Sabe, Polímnia,
foi necessário um tempo.
Um tempo pra que as coisas se assentassem, um tempo pra que os mundos se alinhassem, um tempo para que o caos viesse, para que o oceano revolvesse, para que a terra urrasse seus tremores, para que as águas descessem enraivecidas, desapontadas... houve guerra. Houve dor.
Coisas muitas foram duras, Polímnia, e você, com mania de saber, sabe, sabe bem de algumas durezas. Essas durezas, encarei-as como amazona ferida que sou, no peito, mas com meu escudo a proteger-me de qualquer outro-novo golpe. No campo de batalha não se pode parar, não se pode deixar o campo para curar as feridas.
Depois da luta, precisei me curar; só então pude escrever-te.
A espera foi longa, eu sei, mas perdoe esta amazona cansada de guerra. O tombo foi demasiado alto, necessário se fez um certo tempo para estancar o rio de sangue. Tente entender esta carta como uma não-carta, talvez uma confissão, talvez um desabafo, é, talvez uma carta. E há uma enorme poeira nas suas entrelinhas, que talvez falem de um abismo e de uma pinguela estendida por sobre ele. Num curto espaço de tempo, numa aceleração descontrolada de cronos, o mundo, qual garoto peralta, resolveu avessar tudo, e eu, amazona teimosa, crina ao vento maldita, agarro-me sem deixar que tudo se desmorone e que me leve junto.
Lembras, Polímnia..., foi tu que dissestes que a terra sangra. E sangra. E eu vi e senti o seu sangue em minhas próprias veias voltando pra terra, virando sangue terra.
O terremoto esteve aqui, levou o que tinha de levar, deixou o que ficar deveria... e digo, foi até boa essa sacudida. Algumas coisas que estavam bem escondidinhas, guardadas com uma pequena dose de desprezo, saltaram vaidosas e mostraram o quão impalpável é o desapego. Elas foram acolhidas, e em todo seu esplendor.
Essas coisas de luta, de guerra, de tremores, de vendavais, de mudanças... por mais violentas que sejam não são o que nos levam a um outro? Um sempre mais?
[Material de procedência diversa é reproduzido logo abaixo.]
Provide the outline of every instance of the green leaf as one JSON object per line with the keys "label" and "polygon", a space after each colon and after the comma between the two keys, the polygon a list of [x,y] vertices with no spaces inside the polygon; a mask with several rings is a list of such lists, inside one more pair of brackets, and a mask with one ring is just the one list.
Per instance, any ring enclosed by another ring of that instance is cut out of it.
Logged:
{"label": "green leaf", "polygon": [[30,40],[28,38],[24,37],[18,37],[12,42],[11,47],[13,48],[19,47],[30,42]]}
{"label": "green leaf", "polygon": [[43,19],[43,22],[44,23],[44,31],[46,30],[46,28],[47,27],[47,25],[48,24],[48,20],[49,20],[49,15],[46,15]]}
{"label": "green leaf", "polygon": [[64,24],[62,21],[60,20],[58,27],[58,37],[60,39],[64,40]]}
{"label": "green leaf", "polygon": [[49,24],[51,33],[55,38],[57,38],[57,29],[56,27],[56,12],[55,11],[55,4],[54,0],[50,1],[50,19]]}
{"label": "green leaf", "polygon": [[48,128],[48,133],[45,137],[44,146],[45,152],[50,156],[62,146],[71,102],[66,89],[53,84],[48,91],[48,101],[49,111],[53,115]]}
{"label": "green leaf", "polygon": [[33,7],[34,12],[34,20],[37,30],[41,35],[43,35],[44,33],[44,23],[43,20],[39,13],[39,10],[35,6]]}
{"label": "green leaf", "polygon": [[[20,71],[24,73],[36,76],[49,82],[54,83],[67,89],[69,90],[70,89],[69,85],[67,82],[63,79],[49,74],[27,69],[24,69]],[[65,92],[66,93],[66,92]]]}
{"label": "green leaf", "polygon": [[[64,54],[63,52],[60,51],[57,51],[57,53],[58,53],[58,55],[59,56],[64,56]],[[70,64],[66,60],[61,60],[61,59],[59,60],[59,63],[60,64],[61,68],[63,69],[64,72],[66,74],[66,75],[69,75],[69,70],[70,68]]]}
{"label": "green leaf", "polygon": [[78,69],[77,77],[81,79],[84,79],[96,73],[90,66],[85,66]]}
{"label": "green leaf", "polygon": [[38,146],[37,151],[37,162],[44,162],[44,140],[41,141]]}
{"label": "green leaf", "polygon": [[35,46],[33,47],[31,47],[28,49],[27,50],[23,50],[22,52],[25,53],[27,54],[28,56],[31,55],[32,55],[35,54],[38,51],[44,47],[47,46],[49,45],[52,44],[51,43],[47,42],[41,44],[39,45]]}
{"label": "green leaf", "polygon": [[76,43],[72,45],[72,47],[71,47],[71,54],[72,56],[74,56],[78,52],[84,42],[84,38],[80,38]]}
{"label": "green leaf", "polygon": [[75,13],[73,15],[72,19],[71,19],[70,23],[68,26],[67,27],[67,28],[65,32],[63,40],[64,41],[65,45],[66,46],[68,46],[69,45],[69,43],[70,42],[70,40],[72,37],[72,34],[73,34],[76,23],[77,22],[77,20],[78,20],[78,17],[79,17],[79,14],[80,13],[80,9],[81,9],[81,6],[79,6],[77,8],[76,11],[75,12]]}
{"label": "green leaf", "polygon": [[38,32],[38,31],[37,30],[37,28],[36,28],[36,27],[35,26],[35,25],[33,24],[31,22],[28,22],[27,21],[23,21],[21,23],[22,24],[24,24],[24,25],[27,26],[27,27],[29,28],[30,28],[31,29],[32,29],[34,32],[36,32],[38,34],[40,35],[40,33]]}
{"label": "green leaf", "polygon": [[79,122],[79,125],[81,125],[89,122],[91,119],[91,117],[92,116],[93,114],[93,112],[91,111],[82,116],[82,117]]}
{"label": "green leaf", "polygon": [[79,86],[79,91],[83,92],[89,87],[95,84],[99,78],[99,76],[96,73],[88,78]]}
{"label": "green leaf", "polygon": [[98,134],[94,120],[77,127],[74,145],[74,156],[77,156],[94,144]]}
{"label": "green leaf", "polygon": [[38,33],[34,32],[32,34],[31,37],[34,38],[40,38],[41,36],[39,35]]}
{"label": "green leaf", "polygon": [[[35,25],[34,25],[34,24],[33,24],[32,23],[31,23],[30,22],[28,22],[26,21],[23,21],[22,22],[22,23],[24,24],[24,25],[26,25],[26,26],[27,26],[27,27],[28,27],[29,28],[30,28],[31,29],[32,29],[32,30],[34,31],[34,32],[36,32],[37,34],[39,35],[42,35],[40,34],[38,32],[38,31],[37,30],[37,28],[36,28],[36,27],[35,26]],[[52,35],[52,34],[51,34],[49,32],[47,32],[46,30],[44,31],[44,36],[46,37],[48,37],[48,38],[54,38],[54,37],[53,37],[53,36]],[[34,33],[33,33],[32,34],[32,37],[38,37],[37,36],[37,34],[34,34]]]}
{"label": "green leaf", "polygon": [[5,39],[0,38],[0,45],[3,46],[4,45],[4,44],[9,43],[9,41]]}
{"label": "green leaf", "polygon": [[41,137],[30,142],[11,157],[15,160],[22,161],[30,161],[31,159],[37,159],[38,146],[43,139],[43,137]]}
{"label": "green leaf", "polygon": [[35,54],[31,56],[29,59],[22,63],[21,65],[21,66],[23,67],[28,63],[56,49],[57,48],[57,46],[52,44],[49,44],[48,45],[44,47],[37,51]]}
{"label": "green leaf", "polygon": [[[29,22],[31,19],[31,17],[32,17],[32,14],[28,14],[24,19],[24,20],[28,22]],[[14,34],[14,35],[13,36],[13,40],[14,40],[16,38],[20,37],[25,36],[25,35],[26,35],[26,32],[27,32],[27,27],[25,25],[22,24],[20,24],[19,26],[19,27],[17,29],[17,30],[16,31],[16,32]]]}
Cuidado de si, Polímnia... deve se ter a ver com isso, sempre uma tentativa...
No entanto, é tudo tão diverso quando vivemos um devir na pele...
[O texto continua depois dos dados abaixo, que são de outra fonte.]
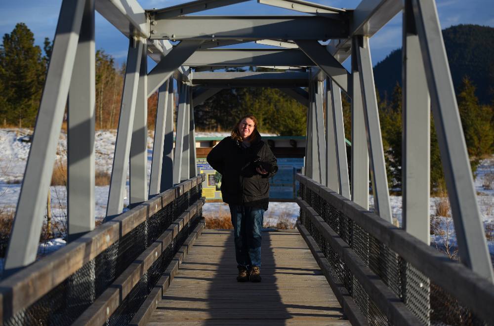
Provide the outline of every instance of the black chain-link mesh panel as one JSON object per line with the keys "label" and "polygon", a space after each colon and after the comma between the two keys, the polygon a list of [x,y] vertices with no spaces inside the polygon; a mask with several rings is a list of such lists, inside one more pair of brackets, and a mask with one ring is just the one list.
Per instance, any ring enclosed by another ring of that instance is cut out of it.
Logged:
{"label": "black chain-link mesh panel", "polygon": [[[299,194],[423,324],[487,325],[414,266],[301,183]],[[305,214],[301,209],[301,223],[328,258],[333,276],[344,285],[369,324],[390,324]]]}
{"label": "black chain-link mesh panel", "polygon": [[[72,324],[139,254],[165,232],[176,217],[201,198],[202,190],[202,186],[199,185],[176,199],[94,259],[85,264],[36,302],[5,321],[5,325]],[[202,210],[200,211],[197,216],[202,216]],[[146,296],[166,269],[181,244],[187,238],[189,230],[195,228],[199,219],[195,219],[193,222],[193,226],[187,225],[184,228],[184,232],[179,235],[178,244],[176,241],[170,244],[141,278],[123,303],[121,307],[124,308],[119,307],[117,310],[124,313],[117,314],[116,312],[112,318],[114,316],[116,317],[109,321],[109,323],[124,325],[131,320]]]}

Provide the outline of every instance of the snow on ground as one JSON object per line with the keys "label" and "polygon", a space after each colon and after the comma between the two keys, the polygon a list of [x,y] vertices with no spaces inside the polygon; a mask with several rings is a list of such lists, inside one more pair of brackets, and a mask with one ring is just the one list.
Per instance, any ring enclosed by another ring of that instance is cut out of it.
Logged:
{"label": "snow on ground", "polygon": [[[29,138],[32,133],[28,129],[0,129],[0,209],[14,209],[17,205],[20,191],[20,182],[24,172],[26,163],[29,153],[31,143],[23,140]],[[198,132],[196,137],[226,137],[228,132]],[[264,136],[276,136],[274,134],[261,133]],[[148,175],[150,174],[151,160],[153,148],[153,131],[150,131],[148,137]],[[113,163],[113,155],[117,138],[116,130],[98,130],[95,134],[95,151],[97,171],[111,173]],[[62,132],[59,140],[57,151],[57,162],[62,162],[66,159],[66,134]],[[127,175],[128,178],[128,175]],[[494,157],[483,160],[479,166],[475,179],[475,187],[481,213],[485,224],[494,224],[494,190],[485,189],[484,185],[488,181],[492,182],[494,188]],[[96,187],[96,210],[97,219],[102,219],[106,210],[108,201],[108,186]],[[64,187],[50,187],[53,214],[62,220],[65,216],[66,207],[66,191]],[[128,204],[128,182],[127,182],[127,193],[124,200],[125,204]],[[370,197],[371,204],[372,196]],[[431,198],[430,212],[434,214],[435,210],[434,202],[438,198]],[[401,196],[390,197],[393,216],[402,225]],[[298,205],[293,203],[270,203],[269,209],[265,213],[265,225],[276,225],[280,219],[288,220],[294,223],[299,215]],[[203,213],[206,216],[219,216],[222,214],[229,215],[227,205],[223,203],[206,203],[203,207]],[[440,218],[441,227],[445,229],[448,218]],[[449,220],[452,219],[450,218]],[[450,223],[452,225],[452,223]],[[452,226],[449,226],[450,228]],[[433,236],[432,240],[442,241],[440,236]],[[449,241],[456,245],[454,231],[451,232]],[[55,239],[40,246],[40,253],[50,250],[48,247],[54,249],[59,247],[63,240]],[[489,243],[491,252],[494,254],[494,242]]]}

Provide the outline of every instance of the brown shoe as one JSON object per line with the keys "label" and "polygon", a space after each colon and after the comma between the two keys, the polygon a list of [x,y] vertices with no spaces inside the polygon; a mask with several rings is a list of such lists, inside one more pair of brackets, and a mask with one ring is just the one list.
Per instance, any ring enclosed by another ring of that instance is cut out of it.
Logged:
{"label": "brown shoe", "polygon": [[261,282],[261,270],[259,266],[252,266],[250,269],[250,282]]}
{"label": "brown shoe", "polygon": [[239,275],[237,277],[237,281],[239,282],[247,282],[248,281],[248,272],[245,266],[239,265]]}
Penso, talvez seja a hora de mudarmos de nome, ou, talvez, de deixarmo-nos mudar com o nome, mudando de nome, mudando de forma, largando o casulo e voando flor.
Te quero muito bem, grã-sacerdotisa.
Hipólita
Um comentário:
mas a amazona jamais se vai completamente. deixe que ela adormeça em você, ferida e fêmea, amando os cavalos e suas iguais, fazendo um uso qualquer dos homens.
agora seu nome é bem mais delicado e não nasceu nas mais grandiosas mitologias, mas em um pequeno jardim. seu nome, ao menos hoje, é Lily ou Lírio. porque repousa em beleza, aquela suave dos que vivem no campo: "Olhai os lírios do campo; eles não trabalham nem tecem; no entanto eu vos digo: mesmo Salomão, em toda sua glória, não se vestiu como um deles"... Cito as palavras de um certo Senhor sabendo que você as profanará bonita feito a deusa pagã que é.